La decisione delle scuole sarebbe stata influenzata dalle pressioni di alcuni genitori, contrari alla partecipazione dei propri figli alla cerimonia. Secondo diverse fonti inoltre, una delle scuole coinvolte ha recentemente rimosso una bandiera israeliana da un’esposizione scolastica dedicata alle bandiere del mondo, in seguito alla protesta di un genitore. Questo episodio, secondo molti osservatori, evidenzia un preoccupante clima di autocensura e di concessioni a frange radicalizzate.
Rabbi Menachem Margolin, presidente della European Jewish Association (EJA), ha condannato fermamente la decisione delle scuole, definendola “un’ignoranza pericolosa”. Margolin ha evidenziato come, in un periodo segnato da un’impennata dell’antisemitismo in Europa, sia fondamentale trasmettere alle nuove generazioni la consapevolezza della Shoah come monito storico. “La Shoah va oltre la politica. Paragonare lo sterminio di sei milioni di ebrei con il conflitto in corso a Gaza è scioccante e rappresenta un fallimento morale da parte di queste scuole, che hanno il dovere civico e umano di educare alla verità storica”, ha dichiarato.
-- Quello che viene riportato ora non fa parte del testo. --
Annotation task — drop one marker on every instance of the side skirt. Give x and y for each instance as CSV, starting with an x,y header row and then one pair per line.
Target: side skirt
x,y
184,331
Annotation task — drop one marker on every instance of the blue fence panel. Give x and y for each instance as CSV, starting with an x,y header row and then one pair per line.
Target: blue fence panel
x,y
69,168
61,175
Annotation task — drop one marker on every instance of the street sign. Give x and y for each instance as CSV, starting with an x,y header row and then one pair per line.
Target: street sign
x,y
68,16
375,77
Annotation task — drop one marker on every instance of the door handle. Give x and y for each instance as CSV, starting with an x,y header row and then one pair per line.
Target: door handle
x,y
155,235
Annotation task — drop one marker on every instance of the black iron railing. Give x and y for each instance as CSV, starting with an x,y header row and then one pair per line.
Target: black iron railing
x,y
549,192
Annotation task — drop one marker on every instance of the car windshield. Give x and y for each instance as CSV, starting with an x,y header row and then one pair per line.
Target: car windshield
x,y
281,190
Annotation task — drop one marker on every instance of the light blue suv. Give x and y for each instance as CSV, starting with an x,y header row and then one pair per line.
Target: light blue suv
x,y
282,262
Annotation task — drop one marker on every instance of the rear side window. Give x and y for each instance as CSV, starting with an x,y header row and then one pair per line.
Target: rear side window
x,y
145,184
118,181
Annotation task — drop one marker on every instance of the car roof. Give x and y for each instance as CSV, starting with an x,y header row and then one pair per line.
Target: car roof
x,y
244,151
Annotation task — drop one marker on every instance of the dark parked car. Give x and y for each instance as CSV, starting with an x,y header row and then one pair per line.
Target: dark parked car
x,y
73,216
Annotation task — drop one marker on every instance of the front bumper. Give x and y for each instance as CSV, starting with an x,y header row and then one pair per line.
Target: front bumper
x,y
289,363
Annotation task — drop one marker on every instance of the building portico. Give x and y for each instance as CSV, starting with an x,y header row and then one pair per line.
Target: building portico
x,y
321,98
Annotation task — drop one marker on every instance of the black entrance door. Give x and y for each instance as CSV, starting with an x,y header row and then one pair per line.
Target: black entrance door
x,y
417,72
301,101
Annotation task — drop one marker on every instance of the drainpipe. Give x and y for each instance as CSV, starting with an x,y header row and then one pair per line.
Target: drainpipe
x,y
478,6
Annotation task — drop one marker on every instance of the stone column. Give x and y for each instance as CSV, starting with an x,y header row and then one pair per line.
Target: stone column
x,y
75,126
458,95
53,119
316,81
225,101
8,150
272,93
Anche la ministra dell’Istruzione francofona, Valérie Glatigny, è intervenuta sulla questione, scrivendo alle amministrazioni scolastiche per ricordare loro l’importanza dell’insegnamento della Shoah, elemento fondamentale della missione educativa delle scuole. Luiza Duraki, consigliera comunale per l’educazione di Anderlecht, ha espresso rammarico per la scelta delle scuole, pur comprendendo le preoccupazioni dei genitori. Tuttavia, ha ribadito che “il conflitto israelo-palestinese non ha nulla a che fare con le Stolpersteine”.